Oysa ki dünyadaki tüm zenginlikleri bizler üretiyoruz. Birimiz lastiğini yapmıştır, birimiz camını, diğeri pedalını… Binlerce otomobil çıkmıştır ellerimizden, biz çocuğumuza oyuncak bir otomobil alabilme umuduyla çalışırken… Çocuklarımız daha iyi bir okula gitsin diye fazla mesailere kalırken, bulunduğumuz şehrin belki bütün kırtasiye araç gereçlerini üretmişizdir. Okulun duvarları için kullanılan demirleri, pencere küpeştelerini, sıraların somunlarını… Saymakla bitmez ürettiklerimiz ama mesele ürettiklerimize güç yetiremeyişimiz. Ürettikçe sağlığımızdan oluşumuz, insanlıktan çıkışımız, tükenişimiz…

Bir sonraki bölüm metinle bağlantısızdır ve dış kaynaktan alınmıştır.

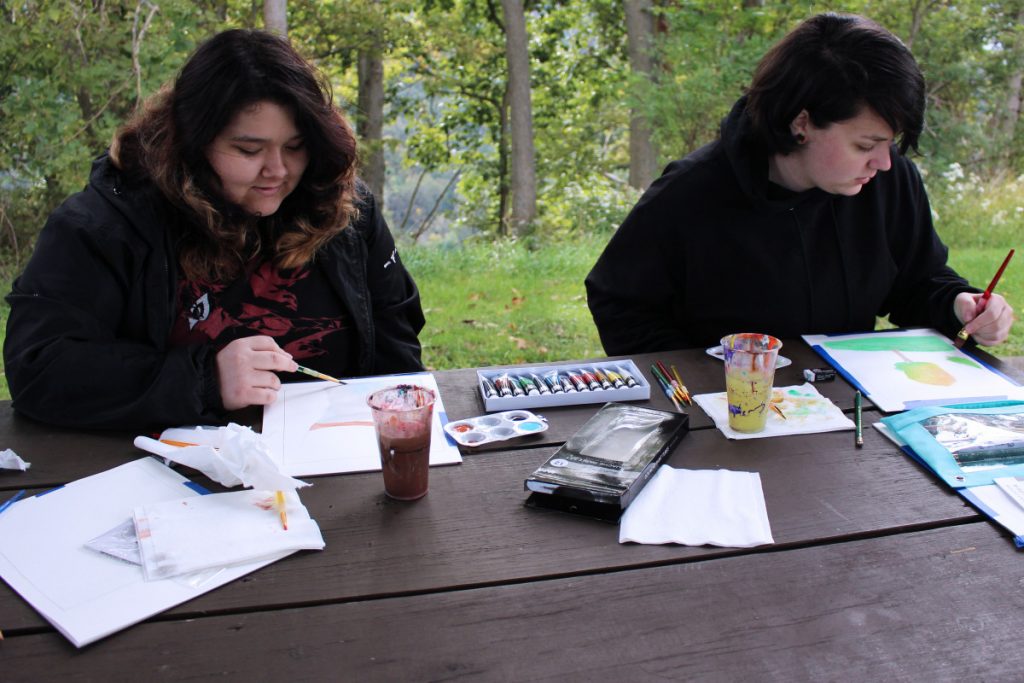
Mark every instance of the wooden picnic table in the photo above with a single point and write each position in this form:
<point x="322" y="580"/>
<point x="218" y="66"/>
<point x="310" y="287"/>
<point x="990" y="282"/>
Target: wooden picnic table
<point x="878" y="571"/>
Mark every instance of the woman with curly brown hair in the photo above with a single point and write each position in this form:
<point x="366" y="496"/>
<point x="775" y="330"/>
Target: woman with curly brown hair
<point x="222" y="238"/>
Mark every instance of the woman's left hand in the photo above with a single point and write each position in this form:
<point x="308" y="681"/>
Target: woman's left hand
<point x="988" y="323"/>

Sadece biz işçiler de değil, sermaye hem yarattığı koşullarla hem de meslek edindirme, iş imkânı yalanıyla çocuklarımızı da erkenden sömürü çarkının arasına alıyor. İş cinayetlerine çocuklarımızı ekliyor. Kayıtsız çocuk işçilikle, çıraklık adı altında sömürüyle, staj diye gidilen fabrikalarda yaşanan kazalarla çocuklarımızı ölüme bir adım daha yakınlaştırıyorlar. Bunlardan biri olan Azra Oymak, sanayiye kurulan “okuluna” giderken can verdi. Azra’nın liseli arkadaşları her gün tırların arasından dersliklerine ulaşmaya çalışıyor. Ateş pahası servis ücretleri, yapılmayan alt ve üst geçitler çocuklarımızı tehlikeye sokuyor. Mesele okula gitmekle de bitmiyor. Sermayenin sömürü çarkları arasında çocuklarımız da öğütülüyor.

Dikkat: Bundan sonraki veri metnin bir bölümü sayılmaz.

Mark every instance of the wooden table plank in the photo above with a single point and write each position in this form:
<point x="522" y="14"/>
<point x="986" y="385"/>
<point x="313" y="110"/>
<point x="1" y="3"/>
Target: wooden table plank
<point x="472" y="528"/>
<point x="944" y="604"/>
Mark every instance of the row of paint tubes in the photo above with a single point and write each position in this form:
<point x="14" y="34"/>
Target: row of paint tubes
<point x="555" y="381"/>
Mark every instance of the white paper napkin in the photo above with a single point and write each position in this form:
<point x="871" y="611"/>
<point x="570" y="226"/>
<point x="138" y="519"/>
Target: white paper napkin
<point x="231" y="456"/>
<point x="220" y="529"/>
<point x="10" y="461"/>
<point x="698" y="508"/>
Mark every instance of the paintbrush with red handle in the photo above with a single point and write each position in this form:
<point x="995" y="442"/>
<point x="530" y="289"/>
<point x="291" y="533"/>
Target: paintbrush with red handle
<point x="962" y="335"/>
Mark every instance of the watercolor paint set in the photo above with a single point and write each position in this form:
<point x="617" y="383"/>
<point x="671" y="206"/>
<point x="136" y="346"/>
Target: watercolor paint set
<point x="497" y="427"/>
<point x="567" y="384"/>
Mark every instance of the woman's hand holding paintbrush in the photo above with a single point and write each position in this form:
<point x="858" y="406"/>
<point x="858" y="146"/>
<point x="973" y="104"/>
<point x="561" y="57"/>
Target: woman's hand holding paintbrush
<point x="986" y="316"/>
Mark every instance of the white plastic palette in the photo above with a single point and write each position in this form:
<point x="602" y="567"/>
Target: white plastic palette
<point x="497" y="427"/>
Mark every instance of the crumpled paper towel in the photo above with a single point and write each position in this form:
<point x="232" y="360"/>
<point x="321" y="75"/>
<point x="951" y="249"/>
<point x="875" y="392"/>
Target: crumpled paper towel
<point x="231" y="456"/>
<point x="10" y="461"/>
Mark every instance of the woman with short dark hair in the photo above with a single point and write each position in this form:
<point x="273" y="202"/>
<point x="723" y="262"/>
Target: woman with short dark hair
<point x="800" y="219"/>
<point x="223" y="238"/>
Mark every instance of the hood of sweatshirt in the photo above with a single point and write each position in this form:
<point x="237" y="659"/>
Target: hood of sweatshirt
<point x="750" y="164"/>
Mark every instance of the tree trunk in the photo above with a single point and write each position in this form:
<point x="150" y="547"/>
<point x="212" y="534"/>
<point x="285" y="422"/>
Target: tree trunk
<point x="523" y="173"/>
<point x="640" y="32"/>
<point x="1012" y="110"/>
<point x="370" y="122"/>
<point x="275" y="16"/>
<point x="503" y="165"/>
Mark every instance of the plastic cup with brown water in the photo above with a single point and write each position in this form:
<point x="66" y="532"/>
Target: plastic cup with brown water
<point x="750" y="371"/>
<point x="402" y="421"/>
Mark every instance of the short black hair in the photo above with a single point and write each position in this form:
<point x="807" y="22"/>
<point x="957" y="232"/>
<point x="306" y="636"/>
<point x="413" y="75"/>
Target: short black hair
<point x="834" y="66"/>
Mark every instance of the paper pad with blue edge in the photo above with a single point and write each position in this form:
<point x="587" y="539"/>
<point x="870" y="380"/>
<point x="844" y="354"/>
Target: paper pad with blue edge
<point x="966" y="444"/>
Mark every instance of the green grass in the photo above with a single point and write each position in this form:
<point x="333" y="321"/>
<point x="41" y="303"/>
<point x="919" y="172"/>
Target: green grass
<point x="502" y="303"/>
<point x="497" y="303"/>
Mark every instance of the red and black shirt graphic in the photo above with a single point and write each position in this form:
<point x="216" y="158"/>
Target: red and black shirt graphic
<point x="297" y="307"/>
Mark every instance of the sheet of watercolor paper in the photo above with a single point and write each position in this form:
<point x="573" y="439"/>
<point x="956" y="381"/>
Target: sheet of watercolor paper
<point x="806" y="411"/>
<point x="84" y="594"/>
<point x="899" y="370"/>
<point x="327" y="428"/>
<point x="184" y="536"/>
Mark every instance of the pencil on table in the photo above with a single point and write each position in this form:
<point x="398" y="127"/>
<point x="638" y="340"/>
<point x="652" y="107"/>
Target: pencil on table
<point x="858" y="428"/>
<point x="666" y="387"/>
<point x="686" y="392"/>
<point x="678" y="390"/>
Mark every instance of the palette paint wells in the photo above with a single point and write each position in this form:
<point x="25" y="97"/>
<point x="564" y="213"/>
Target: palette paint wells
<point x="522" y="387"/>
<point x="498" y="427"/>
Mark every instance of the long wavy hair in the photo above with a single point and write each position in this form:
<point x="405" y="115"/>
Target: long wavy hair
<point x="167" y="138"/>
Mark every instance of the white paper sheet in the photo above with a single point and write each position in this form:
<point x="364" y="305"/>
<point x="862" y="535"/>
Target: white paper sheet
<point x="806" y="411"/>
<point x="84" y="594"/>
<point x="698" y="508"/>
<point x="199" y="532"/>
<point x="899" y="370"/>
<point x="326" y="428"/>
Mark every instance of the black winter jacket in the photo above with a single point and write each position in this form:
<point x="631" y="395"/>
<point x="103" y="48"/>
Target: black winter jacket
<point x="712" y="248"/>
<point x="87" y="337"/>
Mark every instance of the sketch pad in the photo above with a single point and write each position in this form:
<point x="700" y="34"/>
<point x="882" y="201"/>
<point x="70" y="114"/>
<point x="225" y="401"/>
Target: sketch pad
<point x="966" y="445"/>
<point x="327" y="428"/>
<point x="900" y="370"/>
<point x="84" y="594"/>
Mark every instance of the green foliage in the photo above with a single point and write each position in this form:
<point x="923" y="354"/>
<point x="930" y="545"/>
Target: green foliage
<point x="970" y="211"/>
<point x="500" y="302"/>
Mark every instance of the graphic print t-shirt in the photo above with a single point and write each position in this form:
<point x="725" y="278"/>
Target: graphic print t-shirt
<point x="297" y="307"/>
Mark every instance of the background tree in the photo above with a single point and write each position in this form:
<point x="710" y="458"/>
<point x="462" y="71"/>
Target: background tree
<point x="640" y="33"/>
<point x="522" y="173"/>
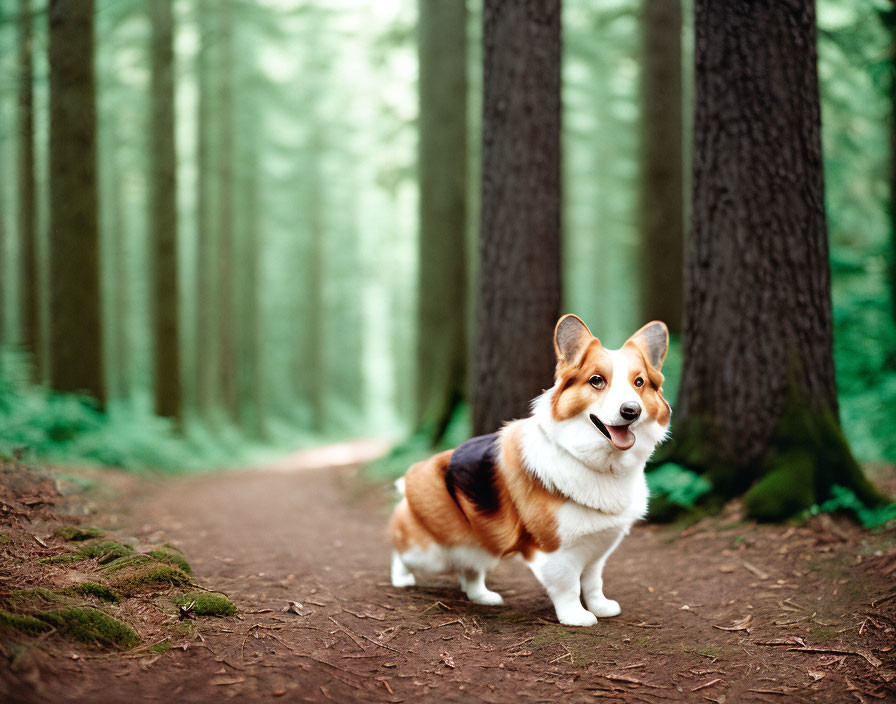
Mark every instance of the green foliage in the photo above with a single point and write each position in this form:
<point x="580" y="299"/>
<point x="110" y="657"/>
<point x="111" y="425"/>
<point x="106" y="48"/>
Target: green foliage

Her türlü sömürü koşullarına maruz kalan ama bunu sırf çocuklarımız böyle yaşamasın, iyi koşullara sahip olsun diye gerekçelendirmeye çalışan bizler iyi düşünmeliyiz. Bugün sustuğumuz her şeyi çocuklarımıza bırakıyoruz. Bizim bugünümüz onların yarını. Mücadele etmediğimiz, değiştiremediğimiz her şey çocuklarımızın önüne engel olarak çıkacak. Azra bize bir kez daha acı bir şekilde gösterdi bunu. Sermayeye karşı vereceğimiz her savaş ise, koşullarımızı düzeltmek ve çocuklarımıza daha iyi bir gelecek bırakabilmek demektir. Bunun için bize ve çocuklarımıza mezar kazan bu düzene karşı mücadele etmek kaçınılmaz bir sorumluluktur.
Sen susma ki insanca yaşamaya bir adım daha yaklaş! Sen susma ki senin neslin ve ardından gelenler senden mücadeleyi ve bedellerle kazandıklarını öğrensin, uygulasın, güvencelesin!